First I should apologize. It has been a hard week, full of a sore throat, coughing, sneezing, nose sore from wiping, bed, a LOT of water, bad sleep and a VERY strange mental state. But as the Bible says, “It came to pass…” and pass it has.
I want to thank a good friend for the inspiration for this blog. As I have not gotten permission to mention her name, I will not, but I am sure she will know who she is. We were talking about how her inspiration for service, for that confirmation of self from serving another seems to have withered, and we talked about being fed.
Relationships often begin on what each of you feel is possible, the joy of shared or matching interests, faith in the other’s career path, in your own, finding a true bonded soul mate. But there is truly a tremendous amount of day to day THINGS that have to be done, are you going to have sex, is that communication good, are you going to move in together, where does whose stuff go and in our lifestyle, how to do service, defining protocols, and how Dominance or submission within your relationship is displayed. That is a LOT of stuff, and even with the best, it gets in the way.
What we often forget is the little bit of consistent daily reinforcement, the small comments, yes, the thank you’s. I am a sadistic Dominant. I can hurt you in innumerable artistic ways, but does that mean I should not say a simple, “Thank you, that was just what I needed.”? I don’t THINK so. It is the little things that feed us, that keep us alive. “I like your smile.” “You did that just the way I wanted.” “I get pleasure from just looking at you.” It does not have to be a “GOD, you make me so hot. Get your ass over here NOW, cause I want to HURT you.” But that helps as well. They are those little things, those CONSISTENT things that say, “I am proud to own you.” (Though I have to say, for my own sake, I like to hear, “I am so proud to be owned by you.”)

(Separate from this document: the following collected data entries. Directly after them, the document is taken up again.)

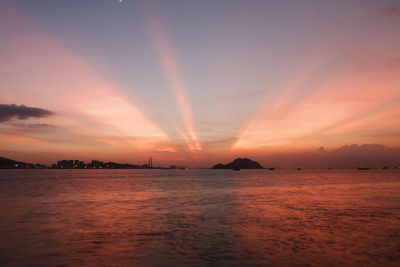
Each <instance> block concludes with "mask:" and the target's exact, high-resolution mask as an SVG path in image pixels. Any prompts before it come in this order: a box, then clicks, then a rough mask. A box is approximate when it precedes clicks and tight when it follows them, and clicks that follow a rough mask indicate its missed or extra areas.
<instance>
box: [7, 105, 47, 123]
mask: <svg viewBox="0 0 400 267" xmlns="http://www.w3.org/2000/svg"><path fill="white" fill-rule="evenodd" d="M53 114H54V113H53V112H52V111H49V110H46V109H43V108H36V107H28V106H25V105H20V106H18V105H15V104H11V105H7V104H0V122H5V121H9V120H12V119H14V118H17V119H19V120H27V119H29V118H45V117H48V116H51V115H53Z"/></svg>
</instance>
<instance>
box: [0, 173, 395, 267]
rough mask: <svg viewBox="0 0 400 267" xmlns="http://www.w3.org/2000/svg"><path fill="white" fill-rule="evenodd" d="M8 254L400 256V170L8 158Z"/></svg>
mask: <svg viewBox="0 0 400 267" xmlns="http://www.w3.org/2000/svg"><path fill="white" fill-rule="evenodd" d="M0 215H1V216H0V265H11V266H16V265H18V266H19V265H41V266H42V265H51V266H54V265H79V264H82V265H120V266H127V265H140V266H156V265H192V266H204V265H216V266H219V265H225V266H232V265H249V266H265V265H269V266H281V265H382V266H395V265H398V260H399V259H400V171H399V170H370V171H358V170H302V171H297V170H275V171H269V170H242V171H240V172H233V171H230V170H0Z"/></svg>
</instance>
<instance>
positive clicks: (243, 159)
mask: <svg viewBox="0 0 400 267" xmlns="http://www.w3.org/2000/svg"><path fill="white" fill-rule="evenodd" d="M211 169H232V170H237V169H264V167H263V166H261V165H260V163H258V162H257V161H253V160H251V159H248V158H237V159H235V160H234V161H232V162H230V163H228V164H225V165H224V164H222V163H218V164H217V165H214V166H213V167H212V168H211Z"/></svg>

I tend to concentrate on words and complements because that is my style, but that is not the only way. I strongly suggest a concentrated read of “The 5 Love Languages” by Gary Chapman. In a Dominant and submissive relationship there is no room for “Hey, I am the Dominant, I don’t need to do that.” The hardest thing for people to accept is that a Dominant and submissive relationship is HARDER than the usual vanilla one. It requires MORE of you, not less. (That deserves a blog of its own, so I will let it be for a while.)
So be a feeder. I am tempted to stand on a rock and pronounce, “Feed, and Thou shall be fed” cause it’s true. It is said that one of the obligations of a Dominant is to look for opportunities for your sub to serve. Yes, definitely and look for opportunities to complement. It will serve you well.